When looking at the historic bottles from a dump site used in the 19th and early 20th century, I identified one bottle specifically as a Catsup bottle. This bottle has many characteristics that identify it as a Catsup bottle. First
off, the finish, or mouth part, is what is referred to as a screw thread finish, which indicates the kind of cap that screws on and off, which is what a sauce bottle would have.
Another hint is the size and shape. The long neck, sloping shoulders, and carrying capacity looks very similar to a current ketchup bottle. The manufacture method, which can be determined by looking at the two vertical seams on the bottle, is indicative of a mouth-blown, two-part post mould. One can determine that is mouth blown because the seams don’t continue through to the finish.
And if all of this information isn’t convincing that this is a Catsup bottle, the maker’s mark on the bottom doesn’t hurt.

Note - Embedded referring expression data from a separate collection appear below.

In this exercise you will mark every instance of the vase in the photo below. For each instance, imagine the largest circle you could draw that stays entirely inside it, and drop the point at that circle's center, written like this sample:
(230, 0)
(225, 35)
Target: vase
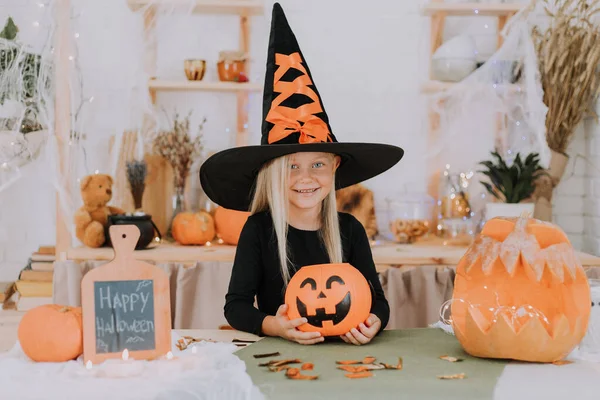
(545, 185)
(508, 210)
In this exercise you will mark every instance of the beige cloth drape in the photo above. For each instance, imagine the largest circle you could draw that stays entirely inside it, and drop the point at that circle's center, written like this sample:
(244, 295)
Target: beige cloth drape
(415, 293)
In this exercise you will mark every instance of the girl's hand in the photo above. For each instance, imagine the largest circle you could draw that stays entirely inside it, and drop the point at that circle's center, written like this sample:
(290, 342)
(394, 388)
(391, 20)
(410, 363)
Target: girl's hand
(284, 327)
(366, 333)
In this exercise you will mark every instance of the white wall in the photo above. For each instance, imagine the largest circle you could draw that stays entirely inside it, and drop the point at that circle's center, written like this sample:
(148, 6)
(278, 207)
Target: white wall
(367, 59)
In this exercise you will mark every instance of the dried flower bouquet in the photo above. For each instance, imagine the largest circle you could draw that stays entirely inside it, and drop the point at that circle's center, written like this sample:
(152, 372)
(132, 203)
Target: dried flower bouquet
(568, 56)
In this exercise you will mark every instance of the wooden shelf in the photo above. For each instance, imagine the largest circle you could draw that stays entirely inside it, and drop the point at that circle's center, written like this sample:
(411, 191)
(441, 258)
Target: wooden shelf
(172, 85)
(384, 254)
(234, 7)
(474, 9)
(439, 86)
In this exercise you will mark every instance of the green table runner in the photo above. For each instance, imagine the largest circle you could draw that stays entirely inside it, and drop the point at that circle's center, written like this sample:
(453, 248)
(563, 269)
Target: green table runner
(419, 348)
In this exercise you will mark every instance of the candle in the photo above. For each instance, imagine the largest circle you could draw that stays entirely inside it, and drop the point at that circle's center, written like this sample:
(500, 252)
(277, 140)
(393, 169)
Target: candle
(123, 368)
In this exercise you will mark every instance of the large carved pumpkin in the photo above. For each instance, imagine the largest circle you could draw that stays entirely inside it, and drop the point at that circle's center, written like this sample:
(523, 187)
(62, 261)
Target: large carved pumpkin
(334, 298)
(195, 228)
(51, 333)
(520, 293)
(229, 224)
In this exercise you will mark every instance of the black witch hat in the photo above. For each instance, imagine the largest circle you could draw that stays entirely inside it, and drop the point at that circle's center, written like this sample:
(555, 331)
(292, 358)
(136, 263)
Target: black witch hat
(294, 120)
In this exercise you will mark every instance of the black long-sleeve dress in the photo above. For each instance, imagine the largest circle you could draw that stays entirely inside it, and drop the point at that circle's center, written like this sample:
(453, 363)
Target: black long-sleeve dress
(256, 270)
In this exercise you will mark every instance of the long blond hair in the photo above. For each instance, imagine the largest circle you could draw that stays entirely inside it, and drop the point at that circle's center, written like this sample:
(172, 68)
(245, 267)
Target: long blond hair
(271, 194)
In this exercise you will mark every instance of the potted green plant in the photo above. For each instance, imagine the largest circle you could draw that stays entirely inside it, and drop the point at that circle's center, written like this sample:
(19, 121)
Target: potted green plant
(512, 186)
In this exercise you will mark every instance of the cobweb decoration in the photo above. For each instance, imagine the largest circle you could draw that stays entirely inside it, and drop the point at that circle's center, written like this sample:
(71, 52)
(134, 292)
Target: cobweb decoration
(26, 91)
(500, 105)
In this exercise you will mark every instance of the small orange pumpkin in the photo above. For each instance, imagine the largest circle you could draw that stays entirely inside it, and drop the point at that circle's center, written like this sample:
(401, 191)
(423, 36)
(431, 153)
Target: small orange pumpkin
(193, 228)
(520, 293)
(229, 224)
(334, 298)
(51, 333)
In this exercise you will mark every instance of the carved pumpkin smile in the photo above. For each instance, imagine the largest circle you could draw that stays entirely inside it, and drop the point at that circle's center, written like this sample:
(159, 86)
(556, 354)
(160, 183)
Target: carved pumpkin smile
(334, 298)
(324, 312)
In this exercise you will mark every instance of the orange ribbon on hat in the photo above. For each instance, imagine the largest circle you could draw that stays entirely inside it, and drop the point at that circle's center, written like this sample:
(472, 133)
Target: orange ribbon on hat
(288, 120)
(313, 130)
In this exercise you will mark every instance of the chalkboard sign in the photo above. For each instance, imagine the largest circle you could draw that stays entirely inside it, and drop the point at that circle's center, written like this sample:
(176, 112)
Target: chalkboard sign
(126, 304)
(124, 315)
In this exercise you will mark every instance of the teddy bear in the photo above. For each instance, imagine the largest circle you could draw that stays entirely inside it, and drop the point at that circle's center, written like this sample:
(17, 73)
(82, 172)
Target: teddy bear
(92, 218)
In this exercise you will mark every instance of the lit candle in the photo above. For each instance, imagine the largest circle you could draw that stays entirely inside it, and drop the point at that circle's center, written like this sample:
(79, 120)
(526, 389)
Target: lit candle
(122, 368)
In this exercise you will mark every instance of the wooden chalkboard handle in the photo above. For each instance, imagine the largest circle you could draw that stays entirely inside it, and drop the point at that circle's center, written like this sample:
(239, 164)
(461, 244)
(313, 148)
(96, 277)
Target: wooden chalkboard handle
(124, 238)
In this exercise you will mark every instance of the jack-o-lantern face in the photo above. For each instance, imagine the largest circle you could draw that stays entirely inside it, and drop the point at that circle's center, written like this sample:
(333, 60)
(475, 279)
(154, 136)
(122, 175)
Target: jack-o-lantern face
(334, 298)
(520, 293)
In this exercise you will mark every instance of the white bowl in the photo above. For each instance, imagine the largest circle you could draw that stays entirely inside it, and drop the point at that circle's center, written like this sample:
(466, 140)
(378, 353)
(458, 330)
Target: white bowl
(461, 46)
(452, 69)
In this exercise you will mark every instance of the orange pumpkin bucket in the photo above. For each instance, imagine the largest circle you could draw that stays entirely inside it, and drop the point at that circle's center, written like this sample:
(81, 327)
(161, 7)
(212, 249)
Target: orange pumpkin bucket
(334, 298)
(52, 333)
(520, 293)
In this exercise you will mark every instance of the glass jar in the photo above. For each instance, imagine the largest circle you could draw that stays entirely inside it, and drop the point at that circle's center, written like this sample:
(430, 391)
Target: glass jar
(454, 208)
(409, 216)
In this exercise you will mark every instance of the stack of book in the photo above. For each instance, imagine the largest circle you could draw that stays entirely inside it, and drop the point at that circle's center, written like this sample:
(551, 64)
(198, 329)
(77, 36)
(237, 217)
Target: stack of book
(34, 286)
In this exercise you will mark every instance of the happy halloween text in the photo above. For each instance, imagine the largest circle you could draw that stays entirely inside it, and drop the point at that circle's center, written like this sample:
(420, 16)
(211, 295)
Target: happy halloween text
(122, 303)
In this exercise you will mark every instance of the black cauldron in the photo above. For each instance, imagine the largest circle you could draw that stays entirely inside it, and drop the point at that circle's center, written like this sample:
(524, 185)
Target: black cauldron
(148, 230)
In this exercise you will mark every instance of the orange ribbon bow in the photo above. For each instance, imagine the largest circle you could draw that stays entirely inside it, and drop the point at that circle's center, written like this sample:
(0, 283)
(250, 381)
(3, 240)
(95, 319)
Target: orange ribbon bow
(288, 120)
(313, 130)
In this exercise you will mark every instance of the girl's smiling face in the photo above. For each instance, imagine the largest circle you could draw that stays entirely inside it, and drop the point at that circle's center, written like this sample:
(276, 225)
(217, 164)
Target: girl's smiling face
(311, 178)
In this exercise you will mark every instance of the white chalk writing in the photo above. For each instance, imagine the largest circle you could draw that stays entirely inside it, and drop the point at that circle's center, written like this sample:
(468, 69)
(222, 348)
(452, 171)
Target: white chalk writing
(123, 300)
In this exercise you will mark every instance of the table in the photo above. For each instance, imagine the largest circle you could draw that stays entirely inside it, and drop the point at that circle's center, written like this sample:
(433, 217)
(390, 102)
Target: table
(516, 380)
(416, 279)
(579, 380)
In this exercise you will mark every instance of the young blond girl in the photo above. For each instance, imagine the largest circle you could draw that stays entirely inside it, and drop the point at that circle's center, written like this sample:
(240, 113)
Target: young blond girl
(288, 184)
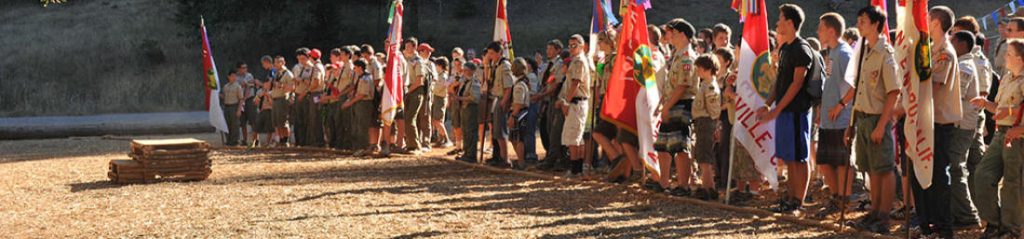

When researching Snider’s Catsup bottles, I found an advertisement that shed light on how this product was marketed and used. The ad says hotels, clubs, restaurants, hotels, and even homes choose Snider’s Catsup. This shows a targeting towards mostly non-residential businesses. The advertisement also provides two recipes, which is something most people would now consider slightly odd for a sauce bottle. It also mentions Cincinnati, U.S.A, which is either indicative of where the bottles were made, or where the ad was marketed (I was not able to discern).
Overall, catsup/ketchup was, and still is, an important accessory to the American diet, as shown by it’s abundance in the historical and archaeological record.